Testing for FeLV/FIV
A week later Butterscotch was back at the clinic for the rest of his recommended health items. After a thorough examination, vaccines, a fecal sample, de-worming, flea preventative, and a microchip, Butterscotch was his same cool collected self, but a bit bolder in the seeking affection from anyone and everyone department and a bit bulkier in the body condition.

Looking for more
He was thriving! 

The only photo I could get without him head butting me
He has a corneal defect on his right eye that we are monitoring. With his lack of any sort of medical history I am taking an educated guess and presuming it is an old injury. He is on an ophthalmic antibiotic just to rule out that I am wrong and will be re-checked weekly until we convince ourselves one way or the other.

Is it an old injury? Or a new corneal infection?
The weather has been brutally cold. Everyday is frigid with temperatures hovering around zero. It is not fit for man or beast. Butterscotch is a lucky cat, but he is also a gentle affectionate cat. He wasn't a hard sell, but he was fortunate that his age, medical condition and the size of his adoptive family. His story is not unique, but it is not the norm either. Too many cats are left outside to fend for themselves and too many of them cannot adequately maintain their body temperature in these extreme temperatures and without shelter or resources provided to them.

Fewer found cats will receive needed medical care. 

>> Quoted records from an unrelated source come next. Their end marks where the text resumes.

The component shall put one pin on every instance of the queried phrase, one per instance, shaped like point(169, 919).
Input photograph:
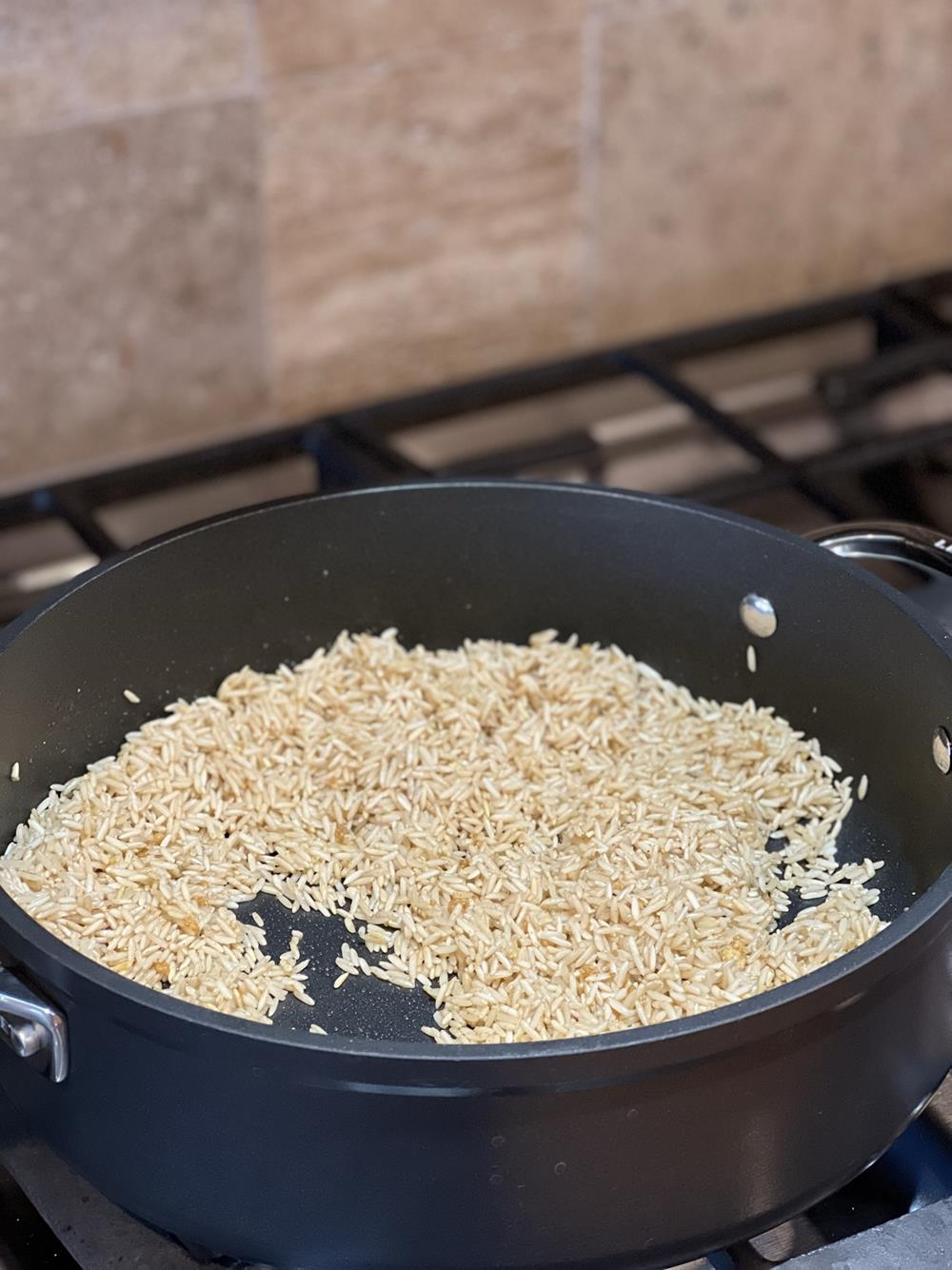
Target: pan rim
point(920, 915)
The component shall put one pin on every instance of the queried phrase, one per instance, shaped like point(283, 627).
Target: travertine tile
point(305, 34)
point(129, 291)
point(754, 154)
point(72, 59)
point(423, 219)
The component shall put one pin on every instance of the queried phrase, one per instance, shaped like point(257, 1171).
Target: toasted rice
point(551, 840)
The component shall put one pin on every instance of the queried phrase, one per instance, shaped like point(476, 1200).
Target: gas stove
point(836, 410)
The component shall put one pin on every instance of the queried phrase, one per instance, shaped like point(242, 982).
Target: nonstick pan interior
point(442, 563)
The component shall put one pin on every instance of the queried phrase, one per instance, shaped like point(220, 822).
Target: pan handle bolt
point(942, 751)
point(758, 615)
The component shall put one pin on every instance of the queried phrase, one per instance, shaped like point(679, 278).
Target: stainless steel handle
point(32, 1027)
point(889, 540)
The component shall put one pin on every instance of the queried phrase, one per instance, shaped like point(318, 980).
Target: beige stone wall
point(217, 213)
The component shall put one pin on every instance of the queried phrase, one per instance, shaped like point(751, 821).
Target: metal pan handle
point(889, 540)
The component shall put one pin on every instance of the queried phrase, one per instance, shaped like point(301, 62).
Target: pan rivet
point(942, 751)
point(758, 616)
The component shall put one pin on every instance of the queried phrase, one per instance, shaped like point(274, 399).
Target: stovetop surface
point(841, 409)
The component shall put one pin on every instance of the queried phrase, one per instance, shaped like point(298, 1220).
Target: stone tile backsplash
point(217, 216)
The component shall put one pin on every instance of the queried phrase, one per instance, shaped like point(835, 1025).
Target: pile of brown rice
point(550, 839)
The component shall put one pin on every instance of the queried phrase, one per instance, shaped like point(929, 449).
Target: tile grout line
point(589, 190)
point(265, 315)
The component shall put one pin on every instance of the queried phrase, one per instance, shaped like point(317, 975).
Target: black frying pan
point(373, 1147)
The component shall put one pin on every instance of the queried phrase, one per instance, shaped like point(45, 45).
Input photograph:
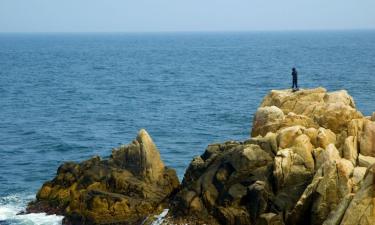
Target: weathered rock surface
point(124, 189)
point(310, 160)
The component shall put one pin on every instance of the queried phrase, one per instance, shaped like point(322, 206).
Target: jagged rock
point(341, 96)
point(365, 161)
point(286, 136)
point(367, 139)
point(335, 216)
point(361, 208)
point(126, 188)
point(267, 143)
point(292, 119)
point(325, 137)
point(292, 176)
point(234, 173)
point(270, 219)
point(333, 111)
point(358, 175)
point(329, 186)
point(267, 119)
point(309, 161)
point(350, 149)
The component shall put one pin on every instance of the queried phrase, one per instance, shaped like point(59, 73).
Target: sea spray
point(12, 205)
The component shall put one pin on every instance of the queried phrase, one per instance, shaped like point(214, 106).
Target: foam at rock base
point(13, 204)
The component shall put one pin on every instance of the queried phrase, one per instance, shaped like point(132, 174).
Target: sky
point(184, 15)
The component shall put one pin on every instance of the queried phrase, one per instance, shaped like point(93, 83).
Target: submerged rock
point(124, 189)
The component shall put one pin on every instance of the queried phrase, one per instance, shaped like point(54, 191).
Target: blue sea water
point(67, 97)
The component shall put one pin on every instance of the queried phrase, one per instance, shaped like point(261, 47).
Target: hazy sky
point(183, 15)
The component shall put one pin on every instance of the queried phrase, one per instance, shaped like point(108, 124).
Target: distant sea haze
point(67, 97)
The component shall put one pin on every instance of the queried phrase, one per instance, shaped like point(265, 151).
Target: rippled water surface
point(67, 97)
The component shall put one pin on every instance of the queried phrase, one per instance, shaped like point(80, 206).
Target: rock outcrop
point(310, 160)
point(124, 189)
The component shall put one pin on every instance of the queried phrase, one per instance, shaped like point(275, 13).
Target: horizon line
point(193, 31)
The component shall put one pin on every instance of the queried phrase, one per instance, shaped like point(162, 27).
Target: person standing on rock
point(294, 75)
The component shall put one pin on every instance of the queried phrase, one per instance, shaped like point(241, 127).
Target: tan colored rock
point(141, 157)
point(291, 176)
point(367, 139)
point(325, 137)
point(267, 119)
point(267, 143)
point(341, 96)
point(296, 102)
point(312, 133)
point(365, 161)
point(292, 119)
point(319, 158)
point(355, 127)
point(350, 149)
point(361, 209)
point(335, 216)
point(333, 110)
point(358, 175)
point(286, 136)
point(337, 116)
point(304, 148)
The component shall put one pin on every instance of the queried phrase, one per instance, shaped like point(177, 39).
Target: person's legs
point(294, 83)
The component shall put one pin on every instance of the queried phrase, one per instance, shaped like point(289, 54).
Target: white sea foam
point(11, 205)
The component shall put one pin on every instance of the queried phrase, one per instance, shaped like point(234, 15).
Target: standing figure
point(295, 76)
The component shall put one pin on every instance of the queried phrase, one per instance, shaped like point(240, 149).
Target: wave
point(13, 204)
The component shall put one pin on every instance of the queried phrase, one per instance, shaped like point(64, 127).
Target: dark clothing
point(294, 75)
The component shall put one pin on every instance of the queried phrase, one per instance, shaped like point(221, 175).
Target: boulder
point(361, 208)
point(332, 111)
point(365, 161)
point(358, 175)
point(325, 137)
point(224, 181)
point(350, 149)
point(126, 188)
point(267, 119)
point(367, 139)
point(286, 136)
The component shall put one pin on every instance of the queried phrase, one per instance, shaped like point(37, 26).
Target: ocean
point(67, 97)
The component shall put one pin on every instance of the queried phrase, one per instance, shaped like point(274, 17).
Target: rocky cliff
point(310, 160)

Here is what you need to know if you are thinking of helping a pet in need.

1. Always assume that a cat is feral. Always. Many cats have had some human exposure, but many are adept skilled survivors, and their intuitive instincts will kick in in a split second. DO NOT PET OR HANDLE AN UNKNOWN CAT! The consequences of your assumption could kill you. If that cat gets scared, and it likely will if you try to approach or pick it up, it will bite you. That bite could kill you if that cat is carrying or infected with rabies. Be careful in your assessment of a cat. Remember rabies can look like the furious (aggressive) form or the dumb (quiet reserved "sick" looking) form. 

2. If a cat looks sick call for professional help. Your local animal control can assist in catching and transporting the cat for care. BUT, be warned if you have not vaccinated the cat, and if they deem it aggressive, sick, unsafe to be handled they can and will euthanize it. A feral cat is only yours if you are caring for it based on the local, state and federal laws. To make the situation worse, IF the cat tests positive for rabies the health department WILL come to your home and CAN quarantine or mandate euthanasia of every pet that IS NOT vaccinated for rabies. I have seen it happen and it has been devastating to the families who love their cats (and dogs). 

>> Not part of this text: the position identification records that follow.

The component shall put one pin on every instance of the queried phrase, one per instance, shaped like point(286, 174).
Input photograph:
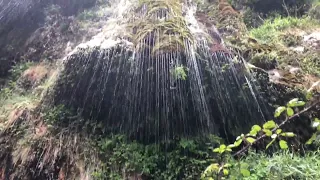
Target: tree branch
point(279, 126)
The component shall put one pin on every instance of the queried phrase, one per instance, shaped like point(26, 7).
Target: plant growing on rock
point(160, 26)
point(270, 130)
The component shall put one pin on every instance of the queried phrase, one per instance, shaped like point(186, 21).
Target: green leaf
point(253, 133)
point(250, 140)
point(315, 124)
point(295, 103)
point(292, 102)
point(278, 131)
point(269, 125)
point(216, 149)
point(290, 111)
point(245, 172)
point(223, 146)
point(313, 137)
point(270, 143)
point(283, 144)
point(279, 110)
point(225, 172)
point(256, 128)
point(231, 146)
point(238, 142)
point(288, 134)
point(267, 132)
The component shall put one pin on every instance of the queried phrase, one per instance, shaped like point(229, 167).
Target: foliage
point(271, 29)
point(314, 11)
point(57, 115)
point(180, 73)
point(162, 22)
point(178, 159)
point(280, 165)
point(270, 130)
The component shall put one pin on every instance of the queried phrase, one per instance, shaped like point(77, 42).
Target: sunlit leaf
point(256, 128)
point(290, 111)
point(288, 134)
point(269, 125)
point(250, 140)
point(315, 124)
point(295, 103)
point(268, 132)
point(225, 172)
point(216, 149)
point(313, 137)
point(245, 172)
point(253, 133)
point(279, 110)
point(283, 144)
point(292, 102)
point(278, 131)
point(238, 142)
point(270, 143)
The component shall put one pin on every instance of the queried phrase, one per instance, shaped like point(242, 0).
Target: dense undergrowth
point(182, 158)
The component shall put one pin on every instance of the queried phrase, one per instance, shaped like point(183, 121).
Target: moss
point(281, 165)
point(177, 159)
point(272, 29)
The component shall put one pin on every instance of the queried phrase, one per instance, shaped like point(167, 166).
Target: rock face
point(75, 94)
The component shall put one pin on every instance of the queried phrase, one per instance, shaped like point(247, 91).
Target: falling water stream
point(182, 89)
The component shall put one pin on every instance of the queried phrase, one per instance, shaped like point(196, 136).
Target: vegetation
point(272, 29)
point(271, 130)
point(163, 24)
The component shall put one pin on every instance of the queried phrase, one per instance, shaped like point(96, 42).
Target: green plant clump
point(179, 159)
point(271, 29)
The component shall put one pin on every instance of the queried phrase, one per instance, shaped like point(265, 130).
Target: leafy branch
point(276, 129)
point(269, 129)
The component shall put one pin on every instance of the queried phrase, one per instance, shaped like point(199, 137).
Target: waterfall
point(156, 73)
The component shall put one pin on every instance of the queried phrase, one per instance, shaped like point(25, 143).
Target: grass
point(282, 165)
point(271, 30)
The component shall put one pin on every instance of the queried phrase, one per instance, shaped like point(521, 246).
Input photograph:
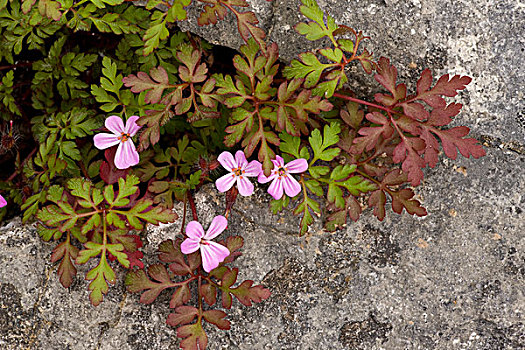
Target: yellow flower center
point(124, 137)
point(238, 171)
point(282, 171)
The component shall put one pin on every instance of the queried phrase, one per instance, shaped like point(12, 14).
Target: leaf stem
point(192, 207)
point(353, 99)
point(22, 165)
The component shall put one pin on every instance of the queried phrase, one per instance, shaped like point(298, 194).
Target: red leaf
point(169, 252)
point(108, 172)
point(182, 315)
point(216, 317)
point(209, 292)
point(371, 135)
point(452, 138)
point(211, 13)
point(245, 293)
point(377, 200)
point(394, 178)
point(407, 151)
point(142, 82)
point(66, 269)
point(247, 25)
point(443, 87)
point(137, 281)
point(404, 199)
point(354, 208)
point(415, 110)
point(196, 338)
point(181, 296)
point(443, 116)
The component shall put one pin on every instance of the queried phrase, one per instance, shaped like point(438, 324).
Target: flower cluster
point(212, 253)
point(127, 154)
point(239, 169)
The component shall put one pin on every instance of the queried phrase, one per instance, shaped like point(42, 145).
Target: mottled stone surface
point(451, 280)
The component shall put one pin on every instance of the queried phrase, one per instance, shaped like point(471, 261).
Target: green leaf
point(309, 68)
point(156, 32)
point(66, 271)
point(145, 211)
point(318, 28)
point(307, 206)
point(278, 205)
point(138, 281)
point(143, 82)
point(320, 144)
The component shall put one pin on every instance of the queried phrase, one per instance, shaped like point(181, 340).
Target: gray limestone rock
point(451, 280)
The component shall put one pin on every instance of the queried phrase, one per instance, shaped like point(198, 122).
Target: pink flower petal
point(276, 188)
point(278, 161)
point(212, 254)
point(218, 224)
point(291, 186)
point(131, 126)
point(263, 179)
point(103, 141)
point(253, 168)
point(224, 183)
point(240, 159)
point(126, 155)
point(297, 166)
point(227, 161)
point(244, 186)
point(190, 245)
point(115, 124)
point(194, 230)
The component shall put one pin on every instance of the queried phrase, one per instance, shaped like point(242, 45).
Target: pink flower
point(239, 169)
point(127, 154)
point(212, 253)
point(282, 179)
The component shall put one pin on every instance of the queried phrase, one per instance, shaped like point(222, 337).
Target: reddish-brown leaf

3. No Good Deed Goes Unpunished vs. Paying It Forward. Where would society be if we didn't take care of, look after, and intervene for each other? How does humanity survive if people don't have a compassionate soul? It is cheaper and easier to turn a blind eye and walk away from a creature in need? Can any of us say that we earned everything in our lives without the help of others? 

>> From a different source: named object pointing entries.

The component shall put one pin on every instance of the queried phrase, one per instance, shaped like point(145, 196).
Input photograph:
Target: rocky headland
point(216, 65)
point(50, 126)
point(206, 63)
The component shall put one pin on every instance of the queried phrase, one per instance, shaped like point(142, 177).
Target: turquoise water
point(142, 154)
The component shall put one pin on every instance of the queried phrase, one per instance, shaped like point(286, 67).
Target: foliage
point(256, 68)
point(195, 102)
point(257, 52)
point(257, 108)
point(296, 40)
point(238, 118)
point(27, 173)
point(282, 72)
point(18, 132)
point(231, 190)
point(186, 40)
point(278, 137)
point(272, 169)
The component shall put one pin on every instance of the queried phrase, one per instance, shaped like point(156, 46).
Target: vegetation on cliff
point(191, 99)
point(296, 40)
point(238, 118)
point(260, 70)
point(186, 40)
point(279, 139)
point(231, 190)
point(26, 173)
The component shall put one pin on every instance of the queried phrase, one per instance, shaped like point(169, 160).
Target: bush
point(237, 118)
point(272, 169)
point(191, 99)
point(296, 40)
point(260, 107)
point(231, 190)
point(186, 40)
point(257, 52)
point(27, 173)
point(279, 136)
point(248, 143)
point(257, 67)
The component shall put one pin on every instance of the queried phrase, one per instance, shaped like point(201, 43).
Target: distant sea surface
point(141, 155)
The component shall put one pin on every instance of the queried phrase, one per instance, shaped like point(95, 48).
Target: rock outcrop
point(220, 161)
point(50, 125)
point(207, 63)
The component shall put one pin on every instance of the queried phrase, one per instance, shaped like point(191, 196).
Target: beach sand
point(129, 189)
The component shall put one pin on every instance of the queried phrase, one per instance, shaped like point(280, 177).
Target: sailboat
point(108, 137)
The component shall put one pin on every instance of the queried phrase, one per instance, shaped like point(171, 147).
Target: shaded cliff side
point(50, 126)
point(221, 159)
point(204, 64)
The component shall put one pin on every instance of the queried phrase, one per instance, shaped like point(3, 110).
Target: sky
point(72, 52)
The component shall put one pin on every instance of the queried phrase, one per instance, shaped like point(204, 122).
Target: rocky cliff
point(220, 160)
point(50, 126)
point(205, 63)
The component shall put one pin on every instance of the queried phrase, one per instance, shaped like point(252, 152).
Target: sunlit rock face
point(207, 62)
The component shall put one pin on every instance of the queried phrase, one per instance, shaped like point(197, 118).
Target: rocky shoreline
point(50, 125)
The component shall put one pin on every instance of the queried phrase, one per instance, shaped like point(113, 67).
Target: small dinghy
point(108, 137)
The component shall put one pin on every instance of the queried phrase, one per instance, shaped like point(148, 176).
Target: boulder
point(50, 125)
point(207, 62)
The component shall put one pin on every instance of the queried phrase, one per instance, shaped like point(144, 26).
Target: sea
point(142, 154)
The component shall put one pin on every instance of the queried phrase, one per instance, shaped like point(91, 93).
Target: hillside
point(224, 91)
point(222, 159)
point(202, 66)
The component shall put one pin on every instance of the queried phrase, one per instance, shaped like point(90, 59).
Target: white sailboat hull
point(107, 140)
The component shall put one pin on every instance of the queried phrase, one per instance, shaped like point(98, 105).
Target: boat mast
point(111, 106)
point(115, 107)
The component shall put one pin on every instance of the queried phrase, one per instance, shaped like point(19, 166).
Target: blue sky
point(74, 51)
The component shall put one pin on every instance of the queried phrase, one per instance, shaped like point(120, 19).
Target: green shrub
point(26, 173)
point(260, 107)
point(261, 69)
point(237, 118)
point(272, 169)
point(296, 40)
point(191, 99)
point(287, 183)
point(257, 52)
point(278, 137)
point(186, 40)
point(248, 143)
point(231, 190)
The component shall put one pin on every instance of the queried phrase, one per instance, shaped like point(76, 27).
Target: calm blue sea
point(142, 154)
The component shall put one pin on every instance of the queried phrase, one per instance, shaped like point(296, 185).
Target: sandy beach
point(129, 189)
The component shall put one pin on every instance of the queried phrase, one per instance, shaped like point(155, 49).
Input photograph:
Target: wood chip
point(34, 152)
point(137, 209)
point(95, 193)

4. If you can help a cat know what you are getting yourself into. It is not enough to provide food and shelter. It is a good start, but you are ultimately responsible for that cat, and that cat will at some point need assistance outside of your abilities. There are rescues, shelters, and non-profits that can assist you if you cannot afford to, or are physically able to help your cats. Prepare for this day today.

In an effort to help Butterscotch his physical examinations were done pro bono.